Naar inhoud springen

Het gedierte van de Heer en de Duivel

Uit Wikipedia, de vrije encyclopedie

Het gedierte van de Heer en de Duivel of De dieren van de Heer en de dieren van de duivel is een sprookje dat werd verzameld door de gebroeders Grimm voor Kinder- und Hausmärchen en kreeg het volgnummer KHM148. De oorspronkelijke naam is Des Herrn und des Teufels Getier.

Leeswaarschuwing: Onderstaande tekst bevat details over de inhoud of de afloop van het verhaal.

God de Heer heeft alle dieren geschapen en de wolven zijn zijn honden, hij vergat alleen de geit. De duivel schiep deze dieren met een lange dunne staart, deze dieren bleven vaak met de staart in een doornhaag hangen. De duivel moest ze altijd losmaken en kreeg hier genoeg van, hij beet de staarten af. Er bleef alleen een kort stompje over en ze konden nu alleen gaan grazen. God ziet dat ze aan de edele wijnstokken knagen en tere plantjes vernietigen. Hij hitst zijn wolven op om de geiten te verscheuren. De duivel gaat naar de Heer en zegt dat de schepsels van God zijn schepsels hebben vernietigd. De duivel wil een vergoeding en moet terugkomen als de eikenbladeren vallen. De duivel keert terug, maar hoort dat er in een kerk in Constantinopel nog een eik staat die de bladeren nog heeft.
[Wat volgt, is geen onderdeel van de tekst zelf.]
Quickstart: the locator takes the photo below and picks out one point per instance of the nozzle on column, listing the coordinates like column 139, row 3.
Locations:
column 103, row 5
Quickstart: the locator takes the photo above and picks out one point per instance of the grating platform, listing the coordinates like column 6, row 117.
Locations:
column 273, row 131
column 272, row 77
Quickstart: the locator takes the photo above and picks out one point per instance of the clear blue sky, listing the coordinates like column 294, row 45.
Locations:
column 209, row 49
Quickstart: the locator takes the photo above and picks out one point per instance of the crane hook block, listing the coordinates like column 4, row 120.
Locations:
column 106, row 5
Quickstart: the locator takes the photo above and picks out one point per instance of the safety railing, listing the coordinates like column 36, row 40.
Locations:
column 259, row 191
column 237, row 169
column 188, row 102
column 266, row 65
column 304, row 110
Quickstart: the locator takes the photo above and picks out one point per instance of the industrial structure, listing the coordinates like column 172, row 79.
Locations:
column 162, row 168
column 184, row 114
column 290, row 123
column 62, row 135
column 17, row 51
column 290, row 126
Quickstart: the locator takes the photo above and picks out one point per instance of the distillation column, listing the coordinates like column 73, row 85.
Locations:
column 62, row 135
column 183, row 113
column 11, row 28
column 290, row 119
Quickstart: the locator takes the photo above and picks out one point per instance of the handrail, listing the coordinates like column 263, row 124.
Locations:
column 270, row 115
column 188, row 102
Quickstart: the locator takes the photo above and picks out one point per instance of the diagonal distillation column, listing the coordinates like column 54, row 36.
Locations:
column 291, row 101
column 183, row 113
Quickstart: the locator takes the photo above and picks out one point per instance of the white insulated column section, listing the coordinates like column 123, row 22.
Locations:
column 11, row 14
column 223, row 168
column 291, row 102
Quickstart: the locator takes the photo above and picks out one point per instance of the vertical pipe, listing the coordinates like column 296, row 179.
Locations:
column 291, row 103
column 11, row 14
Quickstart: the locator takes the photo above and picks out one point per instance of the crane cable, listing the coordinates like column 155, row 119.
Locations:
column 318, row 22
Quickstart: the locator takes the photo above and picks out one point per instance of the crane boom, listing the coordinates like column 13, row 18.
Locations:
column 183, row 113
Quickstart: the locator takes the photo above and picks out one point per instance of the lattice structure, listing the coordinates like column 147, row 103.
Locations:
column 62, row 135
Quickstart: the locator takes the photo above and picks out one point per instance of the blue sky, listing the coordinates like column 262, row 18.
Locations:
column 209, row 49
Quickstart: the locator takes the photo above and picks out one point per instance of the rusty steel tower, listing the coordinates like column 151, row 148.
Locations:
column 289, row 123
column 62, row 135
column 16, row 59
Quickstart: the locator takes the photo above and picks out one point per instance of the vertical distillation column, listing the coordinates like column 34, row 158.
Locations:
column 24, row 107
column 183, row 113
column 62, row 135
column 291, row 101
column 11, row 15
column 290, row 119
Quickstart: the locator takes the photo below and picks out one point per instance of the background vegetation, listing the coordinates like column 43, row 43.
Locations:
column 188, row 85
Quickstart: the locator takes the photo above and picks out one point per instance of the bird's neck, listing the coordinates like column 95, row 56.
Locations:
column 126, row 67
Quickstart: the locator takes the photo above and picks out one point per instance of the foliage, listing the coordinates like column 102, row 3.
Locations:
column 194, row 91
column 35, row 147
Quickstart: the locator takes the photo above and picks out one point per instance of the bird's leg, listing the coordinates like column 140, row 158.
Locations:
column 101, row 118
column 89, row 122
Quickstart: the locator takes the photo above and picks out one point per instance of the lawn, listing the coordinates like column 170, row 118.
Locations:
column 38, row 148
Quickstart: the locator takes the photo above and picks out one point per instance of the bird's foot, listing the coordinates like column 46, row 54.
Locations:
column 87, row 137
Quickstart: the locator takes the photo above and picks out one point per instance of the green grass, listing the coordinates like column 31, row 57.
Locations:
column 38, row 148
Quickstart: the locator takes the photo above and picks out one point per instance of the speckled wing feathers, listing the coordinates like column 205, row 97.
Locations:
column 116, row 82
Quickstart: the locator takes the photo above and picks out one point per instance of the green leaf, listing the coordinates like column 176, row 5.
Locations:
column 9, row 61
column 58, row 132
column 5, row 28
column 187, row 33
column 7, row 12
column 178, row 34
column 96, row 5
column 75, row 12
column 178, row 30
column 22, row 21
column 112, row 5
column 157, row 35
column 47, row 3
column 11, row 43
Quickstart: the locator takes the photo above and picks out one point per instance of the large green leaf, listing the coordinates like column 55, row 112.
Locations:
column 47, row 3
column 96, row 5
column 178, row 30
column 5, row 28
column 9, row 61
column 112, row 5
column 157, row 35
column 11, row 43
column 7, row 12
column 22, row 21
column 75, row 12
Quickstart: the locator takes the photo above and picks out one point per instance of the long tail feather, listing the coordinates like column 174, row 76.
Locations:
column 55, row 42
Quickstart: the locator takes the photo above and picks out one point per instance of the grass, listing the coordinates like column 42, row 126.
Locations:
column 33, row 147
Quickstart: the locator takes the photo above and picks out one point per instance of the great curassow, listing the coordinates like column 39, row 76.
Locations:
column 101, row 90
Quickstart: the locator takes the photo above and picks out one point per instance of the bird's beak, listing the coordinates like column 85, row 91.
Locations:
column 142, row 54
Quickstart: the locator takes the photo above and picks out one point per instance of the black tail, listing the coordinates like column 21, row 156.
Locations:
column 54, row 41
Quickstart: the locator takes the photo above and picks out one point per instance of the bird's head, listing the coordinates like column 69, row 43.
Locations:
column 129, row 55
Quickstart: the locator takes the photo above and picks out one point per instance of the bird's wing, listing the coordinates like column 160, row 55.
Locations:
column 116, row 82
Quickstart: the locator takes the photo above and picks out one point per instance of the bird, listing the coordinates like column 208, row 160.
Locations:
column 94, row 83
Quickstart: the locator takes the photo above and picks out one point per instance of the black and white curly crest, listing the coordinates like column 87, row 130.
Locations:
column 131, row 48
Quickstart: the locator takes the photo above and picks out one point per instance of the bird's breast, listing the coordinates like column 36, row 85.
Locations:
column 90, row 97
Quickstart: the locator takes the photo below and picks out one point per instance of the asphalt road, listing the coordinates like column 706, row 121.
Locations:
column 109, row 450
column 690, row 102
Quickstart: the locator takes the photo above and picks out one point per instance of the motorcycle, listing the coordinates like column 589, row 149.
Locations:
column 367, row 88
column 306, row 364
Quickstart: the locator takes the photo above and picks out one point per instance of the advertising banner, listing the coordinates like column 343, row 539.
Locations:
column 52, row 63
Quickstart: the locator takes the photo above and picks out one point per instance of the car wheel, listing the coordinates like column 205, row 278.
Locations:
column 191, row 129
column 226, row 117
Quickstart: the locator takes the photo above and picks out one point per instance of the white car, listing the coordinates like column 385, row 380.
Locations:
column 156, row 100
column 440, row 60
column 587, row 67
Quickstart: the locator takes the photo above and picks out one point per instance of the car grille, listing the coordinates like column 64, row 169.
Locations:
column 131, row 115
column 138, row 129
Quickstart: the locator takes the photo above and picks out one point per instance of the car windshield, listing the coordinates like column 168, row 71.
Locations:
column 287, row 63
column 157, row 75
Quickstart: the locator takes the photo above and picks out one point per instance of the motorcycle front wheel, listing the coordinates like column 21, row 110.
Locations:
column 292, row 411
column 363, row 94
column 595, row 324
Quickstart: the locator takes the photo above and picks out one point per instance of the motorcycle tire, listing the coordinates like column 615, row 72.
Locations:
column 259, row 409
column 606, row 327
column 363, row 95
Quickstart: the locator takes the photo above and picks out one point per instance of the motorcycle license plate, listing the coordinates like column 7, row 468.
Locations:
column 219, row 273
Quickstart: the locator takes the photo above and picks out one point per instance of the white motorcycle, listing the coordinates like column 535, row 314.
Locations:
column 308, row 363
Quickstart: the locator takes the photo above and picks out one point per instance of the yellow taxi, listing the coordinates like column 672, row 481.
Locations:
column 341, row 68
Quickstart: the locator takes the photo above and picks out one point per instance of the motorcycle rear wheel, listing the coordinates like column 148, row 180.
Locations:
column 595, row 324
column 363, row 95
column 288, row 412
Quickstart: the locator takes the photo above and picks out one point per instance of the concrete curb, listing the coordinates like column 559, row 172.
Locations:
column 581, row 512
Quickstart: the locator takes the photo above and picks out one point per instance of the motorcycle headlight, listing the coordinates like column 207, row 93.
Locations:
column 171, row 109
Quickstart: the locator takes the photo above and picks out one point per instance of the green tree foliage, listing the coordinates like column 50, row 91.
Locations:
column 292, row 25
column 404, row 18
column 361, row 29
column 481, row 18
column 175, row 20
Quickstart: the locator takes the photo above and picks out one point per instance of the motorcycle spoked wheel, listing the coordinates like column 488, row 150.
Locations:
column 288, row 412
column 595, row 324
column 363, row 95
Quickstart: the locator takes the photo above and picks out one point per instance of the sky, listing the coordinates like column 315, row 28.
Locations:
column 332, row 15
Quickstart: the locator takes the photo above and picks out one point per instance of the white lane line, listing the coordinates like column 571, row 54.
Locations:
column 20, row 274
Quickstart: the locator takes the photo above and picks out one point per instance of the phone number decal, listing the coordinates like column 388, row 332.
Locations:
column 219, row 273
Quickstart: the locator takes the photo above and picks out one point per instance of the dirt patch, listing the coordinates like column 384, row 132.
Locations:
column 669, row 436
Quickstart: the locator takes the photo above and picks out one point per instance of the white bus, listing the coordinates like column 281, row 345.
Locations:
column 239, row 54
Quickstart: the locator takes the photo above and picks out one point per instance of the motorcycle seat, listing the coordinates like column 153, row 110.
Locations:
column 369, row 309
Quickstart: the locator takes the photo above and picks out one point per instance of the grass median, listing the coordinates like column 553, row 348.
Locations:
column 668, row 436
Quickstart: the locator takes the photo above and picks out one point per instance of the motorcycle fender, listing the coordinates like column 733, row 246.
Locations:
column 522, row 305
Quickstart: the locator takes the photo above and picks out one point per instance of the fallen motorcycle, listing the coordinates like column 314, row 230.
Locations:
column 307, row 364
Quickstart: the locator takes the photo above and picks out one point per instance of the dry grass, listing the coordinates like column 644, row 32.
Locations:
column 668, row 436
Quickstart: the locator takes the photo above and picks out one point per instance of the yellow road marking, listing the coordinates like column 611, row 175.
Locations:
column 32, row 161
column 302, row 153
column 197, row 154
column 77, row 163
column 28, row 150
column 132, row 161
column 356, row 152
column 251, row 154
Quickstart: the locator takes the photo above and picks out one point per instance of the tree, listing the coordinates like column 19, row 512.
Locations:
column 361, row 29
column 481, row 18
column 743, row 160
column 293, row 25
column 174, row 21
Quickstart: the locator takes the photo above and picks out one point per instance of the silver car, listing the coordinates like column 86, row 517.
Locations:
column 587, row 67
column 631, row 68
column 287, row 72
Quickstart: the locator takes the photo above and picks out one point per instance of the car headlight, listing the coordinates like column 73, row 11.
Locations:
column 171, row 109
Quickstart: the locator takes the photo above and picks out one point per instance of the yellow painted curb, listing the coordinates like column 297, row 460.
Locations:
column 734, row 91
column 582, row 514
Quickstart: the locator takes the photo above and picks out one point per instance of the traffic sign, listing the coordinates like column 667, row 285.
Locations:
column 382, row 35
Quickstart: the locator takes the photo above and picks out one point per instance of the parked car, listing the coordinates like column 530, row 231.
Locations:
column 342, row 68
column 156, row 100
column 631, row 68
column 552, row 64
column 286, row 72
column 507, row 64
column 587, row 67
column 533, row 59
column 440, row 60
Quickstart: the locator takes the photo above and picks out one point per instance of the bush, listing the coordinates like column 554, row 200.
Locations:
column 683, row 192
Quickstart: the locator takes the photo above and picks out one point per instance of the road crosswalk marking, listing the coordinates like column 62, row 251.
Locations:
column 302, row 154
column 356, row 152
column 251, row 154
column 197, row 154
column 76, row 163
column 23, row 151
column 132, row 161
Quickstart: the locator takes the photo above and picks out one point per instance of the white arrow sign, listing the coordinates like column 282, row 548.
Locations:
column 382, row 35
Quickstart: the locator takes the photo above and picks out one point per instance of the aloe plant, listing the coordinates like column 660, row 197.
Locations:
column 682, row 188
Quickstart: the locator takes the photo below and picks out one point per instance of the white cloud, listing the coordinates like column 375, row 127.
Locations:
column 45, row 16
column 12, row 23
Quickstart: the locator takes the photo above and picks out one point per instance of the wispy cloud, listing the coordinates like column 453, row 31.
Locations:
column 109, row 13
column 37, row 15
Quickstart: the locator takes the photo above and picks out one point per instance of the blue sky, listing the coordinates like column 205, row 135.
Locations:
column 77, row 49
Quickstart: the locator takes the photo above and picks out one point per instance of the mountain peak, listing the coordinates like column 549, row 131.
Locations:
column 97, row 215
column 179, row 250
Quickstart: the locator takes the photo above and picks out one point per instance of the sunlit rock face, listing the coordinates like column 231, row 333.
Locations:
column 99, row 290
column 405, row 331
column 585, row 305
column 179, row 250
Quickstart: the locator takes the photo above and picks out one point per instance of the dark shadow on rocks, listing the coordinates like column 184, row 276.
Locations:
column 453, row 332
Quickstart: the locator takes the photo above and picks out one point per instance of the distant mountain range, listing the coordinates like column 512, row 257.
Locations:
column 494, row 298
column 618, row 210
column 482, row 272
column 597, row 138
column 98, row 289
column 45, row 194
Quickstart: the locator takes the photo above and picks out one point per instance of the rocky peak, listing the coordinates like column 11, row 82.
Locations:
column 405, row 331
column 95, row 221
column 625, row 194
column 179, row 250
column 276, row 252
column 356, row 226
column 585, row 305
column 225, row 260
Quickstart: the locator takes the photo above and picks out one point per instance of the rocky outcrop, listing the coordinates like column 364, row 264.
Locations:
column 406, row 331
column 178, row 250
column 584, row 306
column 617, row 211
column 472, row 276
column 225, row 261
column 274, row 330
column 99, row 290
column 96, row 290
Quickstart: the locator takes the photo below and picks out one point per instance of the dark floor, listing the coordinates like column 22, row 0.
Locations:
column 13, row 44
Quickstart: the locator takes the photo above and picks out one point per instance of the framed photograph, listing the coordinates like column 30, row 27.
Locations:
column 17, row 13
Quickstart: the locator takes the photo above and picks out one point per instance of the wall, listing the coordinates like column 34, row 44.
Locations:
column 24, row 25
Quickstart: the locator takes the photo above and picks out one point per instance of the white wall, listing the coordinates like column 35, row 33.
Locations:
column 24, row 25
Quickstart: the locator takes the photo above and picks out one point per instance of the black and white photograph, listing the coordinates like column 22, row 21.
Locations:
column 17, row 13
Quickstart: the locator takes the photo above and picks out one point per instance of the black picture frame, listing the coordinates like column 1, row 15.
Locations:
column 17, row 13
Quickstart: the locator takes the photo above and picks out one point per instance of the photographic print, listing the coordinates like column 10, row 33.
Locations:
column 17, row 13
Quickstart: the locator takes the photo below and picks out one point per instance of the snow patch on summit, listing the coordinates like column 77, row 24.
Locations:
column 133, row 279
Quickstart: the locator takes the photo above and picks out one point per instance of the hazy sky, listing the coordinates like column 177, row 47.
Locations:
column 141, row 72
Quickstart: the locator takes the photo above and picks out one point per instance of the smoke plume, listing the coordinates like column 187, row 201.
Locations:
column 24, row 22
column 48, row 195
De duivel zoekt zes maanden in de woestenij en vindt de eik. Hij gaat terug, maar ondertussen zijn alle andere eiken alweer vol met blad. Hij krijgt nu geen vergoeding en uit razernij steekt hij de ogen van de geiten uit. Hij stopt zijn eigen ogen terug en dat is de reden dat alle geiten duivelsogen en een afgebeten staart hebben. De duivel neemt ook graag de gedaante aan van een geit.